The CMED board also came up with a schedule for $185,000 in additional fees for the four communities— Bethany, Ansonia, Derby and Shelton— that require dispatching services beyond the three core services most communities want.
With the clock ticking, it also tasked a new committee to come up with a more long-term plan to see if the regional dispatching cooperative can survive.
But several members, including Board Secretary Michael Freda, first selectman of North Haven, said they still don’t know if CMED ultimately will survive.
New Haven, West Haven, Hamden, which collectively account for 43.85% of CMED’s budget, and North Branford all have threatened to pull out, and the legislative bodies in New Haven, West Haven and North Branford have voted to do so.
Freda, who led the meeting with Vice Chairman William Dickinson, mayor of Wallingford, in the absence of vacationing Chairwoman Derrylyn Gorski, told the 37 people there that CMED needs to know by mid-July what members’ intentions are and whether they plan to remain members.
He also said that if CMED does survive, “we need to re-engineer the whole board. I don’t think people like me and Bill should be working with the executive director.
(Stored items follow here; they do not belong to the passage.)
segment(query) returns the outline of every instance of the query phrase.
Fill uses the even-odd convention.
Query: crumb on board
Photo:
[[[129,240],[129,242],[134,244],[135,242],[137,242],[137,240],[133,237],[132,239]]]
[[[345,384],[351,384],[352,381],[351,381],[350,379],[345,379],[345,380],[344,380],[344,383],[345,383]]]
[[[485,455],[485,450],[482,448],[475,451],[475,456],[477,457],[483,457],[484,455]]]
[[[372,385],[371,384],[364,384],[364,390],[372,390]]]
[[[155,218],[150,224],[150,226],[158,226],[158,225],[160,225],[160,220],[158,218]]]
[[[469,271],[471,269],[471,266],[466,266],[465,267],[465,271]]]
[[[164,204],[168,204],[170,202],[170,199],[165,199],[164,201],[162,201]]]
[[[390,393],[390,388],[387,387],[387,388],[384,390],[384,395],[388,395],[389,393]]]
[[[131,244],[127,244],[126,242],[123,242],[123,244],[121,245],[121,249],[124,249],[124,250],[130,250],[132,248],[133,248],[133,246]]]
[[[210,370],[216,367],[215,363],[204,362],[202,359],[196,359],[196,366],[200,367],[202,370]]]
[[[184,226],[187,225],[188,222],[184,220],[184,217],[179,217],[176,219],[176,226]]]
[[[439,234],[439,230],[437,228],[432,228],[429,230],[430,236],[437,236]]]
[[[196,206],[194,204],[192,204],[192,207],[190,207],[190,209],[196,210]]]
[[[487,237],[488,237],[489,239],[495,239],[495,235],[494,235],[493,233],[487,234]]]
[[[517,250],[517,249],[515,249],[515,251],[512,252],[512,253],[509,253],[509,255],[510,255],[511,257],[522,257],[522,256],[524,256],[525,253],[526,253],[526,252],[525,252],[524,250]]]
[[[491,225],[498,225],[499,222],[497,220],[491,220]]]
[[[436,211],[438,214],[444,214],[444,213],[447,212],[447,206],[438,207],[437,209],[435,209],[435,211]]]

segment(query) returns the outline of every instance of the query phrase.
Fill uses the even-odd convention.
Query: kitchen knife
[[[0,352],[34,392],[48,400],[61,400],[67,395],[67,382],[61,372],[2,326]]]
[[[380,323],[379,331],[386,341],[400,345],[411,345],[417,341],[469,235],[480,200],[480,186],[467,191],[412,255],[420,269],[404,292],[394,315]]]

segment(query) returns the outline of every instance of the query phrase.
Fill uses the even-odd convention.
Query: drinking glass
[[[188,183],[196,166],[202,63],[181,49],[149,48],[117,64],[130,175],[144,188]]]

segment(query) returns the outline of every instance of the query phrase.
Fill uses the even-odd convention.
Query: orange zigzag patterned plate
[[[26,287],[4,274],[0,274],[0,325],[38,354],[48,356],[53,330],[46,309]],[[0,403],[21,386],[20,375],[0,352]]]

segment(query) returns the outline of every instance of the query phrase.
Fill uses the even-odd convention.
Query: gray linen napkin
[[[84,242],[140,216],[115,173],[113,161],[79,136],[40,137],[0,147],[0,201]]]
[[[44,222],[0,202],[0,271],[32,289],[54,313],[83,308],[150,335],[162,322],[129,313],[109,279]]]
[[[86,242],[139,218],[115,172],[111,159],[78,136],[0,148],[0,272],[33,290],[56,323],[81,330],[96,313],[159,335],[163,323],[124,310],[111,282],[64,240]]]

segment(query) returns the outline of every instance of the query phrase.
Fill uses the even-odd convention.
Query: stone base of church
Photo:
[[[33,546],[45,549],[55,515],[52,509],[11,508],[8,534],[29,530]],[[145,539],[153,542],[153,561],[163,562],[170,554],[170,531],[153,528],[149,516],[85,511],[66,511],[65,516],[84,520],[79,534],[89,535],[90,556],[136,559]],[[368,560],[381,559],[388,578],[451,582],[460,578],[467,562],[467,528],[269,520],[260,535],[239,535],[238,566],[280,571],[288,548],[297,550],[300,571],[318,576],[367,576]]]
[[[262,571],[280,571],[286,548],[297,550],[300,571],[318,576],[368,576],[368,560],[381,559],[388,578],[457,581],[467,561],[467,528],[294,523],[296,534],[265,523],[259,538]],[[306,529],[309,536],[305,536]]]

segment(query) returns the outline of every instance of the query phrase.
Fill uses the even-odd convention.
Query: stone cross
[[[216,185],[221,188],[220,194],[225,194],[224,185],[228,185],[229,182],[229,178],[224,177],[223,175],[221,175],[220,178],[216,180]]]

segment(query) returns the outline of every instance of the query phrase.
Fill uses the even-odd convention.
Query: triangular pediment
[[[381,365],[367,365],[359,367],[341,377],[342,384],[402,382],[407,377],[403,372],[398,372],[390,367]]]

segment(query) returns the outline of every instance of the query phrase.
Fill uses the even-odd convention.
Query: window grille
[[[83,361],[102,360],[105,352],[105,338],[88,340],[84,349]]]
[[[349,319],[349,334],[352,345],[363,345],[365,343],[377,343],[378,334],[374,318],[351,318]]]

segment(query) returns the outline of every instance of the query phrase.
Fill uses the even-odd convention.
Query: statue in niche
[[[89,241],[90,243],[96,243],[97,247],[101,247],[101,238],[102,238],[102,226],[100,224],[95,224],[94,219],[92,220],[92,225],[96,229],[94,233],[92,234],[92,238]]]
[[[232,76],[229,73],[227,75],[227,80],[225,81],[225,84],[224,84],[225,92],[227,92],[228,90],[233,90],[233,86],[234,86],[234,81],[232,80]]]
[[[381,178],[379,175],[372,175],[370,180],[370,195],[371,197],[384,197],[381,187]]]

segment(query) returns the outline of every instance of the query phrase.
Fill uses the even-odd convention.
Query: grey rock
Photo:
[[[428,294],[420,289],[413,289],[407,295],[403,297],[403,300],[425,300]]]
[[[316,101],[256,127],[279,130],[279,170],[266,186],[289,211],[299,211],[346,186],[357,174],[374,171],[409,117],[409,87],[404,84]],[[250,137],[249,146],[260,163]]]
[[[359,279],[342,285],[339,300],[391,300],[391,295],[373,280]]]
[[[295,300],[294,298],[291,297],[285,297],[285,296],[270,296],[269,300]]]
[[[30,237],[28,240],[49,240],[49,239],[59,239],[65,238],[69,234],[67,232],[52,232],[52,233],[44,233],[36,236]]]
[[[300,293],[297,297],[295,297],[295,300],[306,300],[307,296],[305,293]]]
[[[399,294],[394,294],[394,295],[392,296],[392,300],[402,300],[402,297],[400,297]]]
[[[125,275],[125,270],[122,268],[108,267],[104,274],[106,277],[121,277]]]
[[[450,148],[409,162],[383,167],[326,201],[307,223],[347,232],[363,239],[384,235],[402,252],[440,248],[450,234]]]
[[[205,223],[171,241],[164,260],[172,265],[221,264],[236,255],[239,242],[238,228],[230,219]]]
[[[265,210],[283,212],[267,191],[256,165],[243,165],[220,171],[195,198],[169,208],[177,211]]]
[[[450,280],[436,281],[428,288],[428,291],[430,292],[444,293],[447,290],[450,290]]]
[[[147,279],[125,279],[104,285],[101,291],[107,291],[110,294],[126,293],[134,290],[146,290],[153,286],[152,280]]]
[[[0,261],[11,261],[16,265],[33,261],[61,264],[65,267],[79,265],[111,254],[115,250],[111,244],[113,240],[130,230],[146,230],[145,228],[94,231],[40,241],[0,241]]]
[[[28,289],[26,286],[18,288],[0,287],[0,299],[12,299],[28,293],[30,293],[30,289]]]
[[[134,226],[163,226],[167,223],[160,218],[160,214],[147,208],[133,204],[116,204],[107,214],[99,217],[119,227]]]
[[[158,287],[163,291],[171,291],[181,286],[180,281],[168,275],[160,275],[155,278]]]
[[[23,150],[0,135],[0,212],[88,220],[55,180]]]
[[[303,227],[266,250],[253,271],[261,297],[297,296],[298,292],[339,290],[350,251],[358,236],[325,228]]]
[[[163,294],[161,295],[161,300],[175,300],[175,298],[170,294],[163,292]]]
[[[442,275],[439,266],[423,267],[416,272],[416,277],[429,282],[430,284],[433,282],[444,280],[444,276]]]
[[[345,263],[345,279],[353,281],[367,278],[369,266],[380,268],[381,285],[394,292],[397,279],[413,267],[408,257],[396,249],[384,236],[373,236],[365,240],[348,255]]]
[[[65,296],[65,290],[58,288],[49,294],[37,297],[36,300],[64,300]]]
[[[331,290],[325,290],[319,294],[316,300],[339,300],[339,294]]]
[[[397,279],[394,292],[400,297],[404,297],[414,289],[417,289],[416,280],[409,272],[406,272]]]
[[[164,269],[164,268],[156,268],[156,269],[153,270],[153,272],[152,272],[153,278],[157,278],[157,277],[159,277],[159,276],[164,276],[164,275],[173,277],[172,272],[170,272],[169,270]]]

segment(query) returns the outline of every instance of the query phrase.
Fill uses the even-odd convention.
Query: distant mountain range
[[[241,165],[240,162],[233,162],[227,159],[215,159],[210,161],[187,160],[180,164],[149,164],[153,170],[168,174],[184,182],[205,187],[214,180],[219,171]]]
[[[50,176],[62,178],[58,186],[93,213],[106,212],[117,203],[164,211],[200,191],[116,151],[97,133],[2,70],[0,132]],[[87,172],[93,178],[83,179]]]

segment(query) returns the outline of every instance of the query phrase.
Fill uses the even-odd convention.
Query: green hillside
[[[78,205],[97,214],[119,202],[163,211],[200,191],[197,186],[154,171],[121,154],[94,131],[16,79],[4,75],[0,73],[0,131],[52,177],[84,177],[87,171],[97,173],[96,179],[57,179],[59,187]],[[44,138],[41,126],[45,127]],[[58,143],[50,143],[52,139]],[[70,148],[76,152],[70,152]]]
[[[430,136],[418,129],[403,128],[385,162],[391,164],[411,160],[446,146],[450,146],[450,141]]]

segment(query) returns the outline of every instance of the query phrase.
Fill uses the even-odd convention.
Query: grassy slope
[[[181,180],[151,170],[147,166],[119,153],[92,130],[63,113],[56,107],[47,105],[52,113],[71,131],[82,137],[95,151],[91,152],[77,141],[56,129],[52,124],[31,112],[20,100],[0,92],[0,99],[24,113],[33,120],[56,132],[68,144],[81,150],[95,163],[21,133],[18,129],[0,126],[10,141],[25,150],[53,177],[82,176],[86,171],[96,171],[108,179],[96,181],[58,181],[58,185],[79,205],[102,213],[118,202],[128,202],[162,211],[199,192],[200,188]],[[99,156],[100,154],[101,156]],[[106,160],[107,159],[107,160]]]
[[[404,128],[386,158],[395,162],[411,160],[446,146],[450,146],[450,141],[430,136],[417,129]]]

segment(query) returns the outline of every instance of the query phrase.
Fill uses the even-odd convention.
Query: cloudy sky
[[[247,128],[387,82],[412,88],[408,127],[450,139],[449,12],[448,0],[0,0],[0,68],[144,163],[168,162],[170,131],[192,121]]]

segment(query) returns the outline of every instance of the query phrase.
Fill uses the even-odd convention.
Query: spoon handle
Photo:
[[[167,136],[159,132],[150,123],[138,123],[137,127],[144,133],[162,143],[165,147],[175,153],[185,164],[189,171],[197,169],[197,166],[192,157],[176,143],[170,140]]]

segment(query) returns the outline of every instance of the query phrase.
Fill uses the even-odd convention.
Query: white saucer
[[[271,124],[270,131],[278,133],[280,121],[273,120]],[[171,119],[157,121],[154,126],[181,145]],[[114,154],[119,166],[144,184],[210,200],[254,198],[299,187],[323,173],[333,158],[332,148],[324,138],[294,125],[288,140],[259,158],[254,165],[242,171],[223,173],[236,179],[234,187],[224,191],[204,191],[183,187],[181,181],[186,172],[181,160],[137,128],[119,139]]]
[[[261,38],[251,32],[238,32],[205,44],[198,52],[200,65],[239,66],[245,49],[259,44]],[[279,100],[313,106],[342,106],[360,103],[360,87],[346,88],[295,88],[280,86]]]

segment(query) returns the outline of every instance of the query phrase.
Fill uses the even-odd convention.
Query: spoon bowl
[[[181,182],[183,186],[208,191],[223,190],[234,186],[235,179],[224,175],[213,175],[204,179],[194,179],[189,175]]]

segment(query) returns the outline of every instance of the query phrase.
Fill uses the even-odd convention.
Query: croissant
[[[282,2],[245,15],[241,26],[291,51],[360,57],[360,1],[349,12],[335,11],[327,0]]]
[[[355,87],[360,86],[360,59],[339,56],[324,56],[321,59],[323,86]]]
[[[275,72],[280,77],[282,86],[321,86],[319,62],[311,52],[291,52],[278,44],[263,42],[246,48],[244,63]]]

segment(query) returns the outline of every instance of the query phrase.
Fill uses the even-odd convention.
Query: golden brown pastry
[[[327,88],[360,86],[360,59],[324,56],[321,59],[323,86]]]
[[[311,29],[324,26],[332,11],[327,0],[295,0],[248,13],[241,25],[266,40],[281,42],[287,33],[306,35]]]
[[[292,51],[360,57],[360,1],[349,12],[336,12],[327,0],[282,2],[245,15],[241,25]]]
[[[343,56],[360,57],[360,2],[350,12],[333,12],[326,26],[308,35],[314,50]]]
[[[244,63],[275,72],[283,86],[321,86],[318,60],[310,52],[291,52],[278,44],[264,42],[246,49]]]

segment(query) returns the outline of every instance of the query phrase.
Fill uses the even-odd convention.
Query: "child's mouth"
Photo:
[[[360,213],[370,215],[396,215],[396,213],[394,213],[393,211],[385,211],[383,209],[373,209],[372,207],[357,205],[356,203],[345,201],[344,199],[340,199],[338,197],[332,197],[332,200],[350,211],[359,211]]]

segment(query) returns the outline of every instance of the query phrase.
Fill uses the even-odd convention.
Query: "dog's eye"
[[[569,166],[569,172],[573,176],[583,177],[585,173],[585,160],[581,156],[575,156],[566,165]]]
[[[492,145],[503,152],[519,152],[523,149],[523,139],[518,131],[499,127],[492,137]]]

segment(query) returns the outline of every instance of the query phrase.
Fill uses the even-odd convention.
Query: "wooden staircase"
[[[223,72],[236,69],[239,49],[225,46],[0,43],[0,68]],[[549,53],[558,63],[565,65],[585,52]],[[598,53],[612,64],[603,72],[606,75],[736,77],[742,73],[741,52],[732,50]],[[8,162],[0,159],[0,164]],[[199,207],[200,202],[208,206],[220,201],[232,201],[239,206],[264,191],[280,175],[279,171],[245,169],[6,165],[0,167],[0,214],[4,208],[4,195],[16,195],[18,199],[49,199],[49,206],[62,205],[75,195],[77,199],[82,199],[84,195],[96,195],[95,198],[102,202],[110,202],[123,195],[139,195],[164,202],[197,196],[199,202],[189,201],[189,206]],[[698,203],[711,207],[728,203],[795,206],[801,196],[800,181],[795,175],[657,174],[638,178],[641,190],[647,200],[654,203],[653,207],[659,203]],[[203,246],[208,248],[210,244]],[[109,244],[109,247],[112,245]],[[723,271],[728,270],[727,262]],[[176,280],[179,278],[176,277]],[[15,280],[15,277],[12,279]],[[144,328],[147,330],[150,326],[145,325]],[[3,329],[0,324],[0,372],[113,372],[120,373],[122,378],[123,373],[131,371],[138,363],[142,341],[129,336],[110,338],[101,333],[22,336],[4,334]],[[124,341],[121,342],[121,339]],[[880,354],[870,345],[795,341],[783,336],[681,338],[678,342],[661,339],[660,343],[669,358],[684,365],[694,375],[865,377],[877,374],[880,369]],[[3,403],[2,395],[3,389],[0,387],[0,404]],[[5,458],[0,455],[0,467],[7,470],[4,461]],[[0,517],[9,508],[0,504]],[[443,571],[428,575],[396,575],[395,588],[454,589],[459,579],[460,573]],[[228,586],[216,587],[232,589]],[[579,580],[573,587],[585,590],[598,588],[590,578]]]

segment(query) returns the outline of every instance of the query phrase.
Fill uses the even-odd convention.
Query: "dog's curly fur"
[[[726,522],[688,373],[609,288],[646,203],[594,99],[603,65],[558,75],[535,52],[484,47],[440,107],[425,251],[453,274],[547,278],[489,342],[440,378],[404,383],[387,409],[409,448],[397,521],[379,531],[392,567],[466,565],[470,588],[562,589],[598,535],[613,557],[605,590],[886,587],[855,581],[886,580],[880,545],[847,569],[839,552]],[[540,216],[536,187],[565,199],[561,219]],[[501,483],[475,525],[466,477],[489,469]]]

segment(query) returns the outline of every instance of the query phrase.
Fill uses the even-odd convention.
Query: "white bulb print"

I think it should be the fire chiefs.”
The total $1.09 million budget approved Friday represents a 33.2% decrease from the current $1.64 million budget and will cut the number of CMED dispatchers from 15 to 9, while focusing on the three core services of medical “patching” to connect accident scenes to hospitals, mutual aid and mass casualty coordination.
The $886.236 town share of that budget represents a 32.1% decrease.
In approving the fee schedule for non-core dispatching services, the CMED board rejected arguments from CMED South Central Executive Director Gary Stango and Derby Assistant Fire Chief Tom Lenart Jr. to restore three dispatchers to make sure CMED has the staff to do that work.
“We cannot do the non-core functions on a daily basis with the nine staffers,” said Stango, saying CMED needed the additional three.
The non-core services include 9-1-1 fire and ambulance dispatching for Bethany, fire and ambulance dispatching for Derby and ambulance dispatching for Ansonia and Shelton.
Members decided instead to distribute the payments to lower the overall costs of core services after New Haven representative Rick Fontana argued that if CMED eliminates the need for emergency responders to sign in for the less-severe priority 2 medical calls, “you’re reducing the workload significantly.”
New Haven and several other communities already communicate directly with hospitals on those types of calls, bypassing CMED.
Derby Mayor Anita Dugatto cast the lone vote against the schedule for non-core services, saying she was not comfortable with the nine-dispatcher staffing level.
Two dispatchers’ union representatives, President Kevin Sheil and Business Agent Kevin Scrobola of Local 1103 of the Communications Workers of America, both charged that there were “hidden agendas” behind the changes, including board members and their families who work for American Medical Response, the private ambulance company that submitted proposals to provide dispatching services for both New Haven and West Haven.
“You privatize this and it’s going to be about dollars and cents … and people are going to die,” said Scrobola.
Two dispatchers, midnight shift supervisor Alicia Belnsky and Mike Leary, who expect to be laid off, both argued that retaining additional dispatchers is necessary for safety.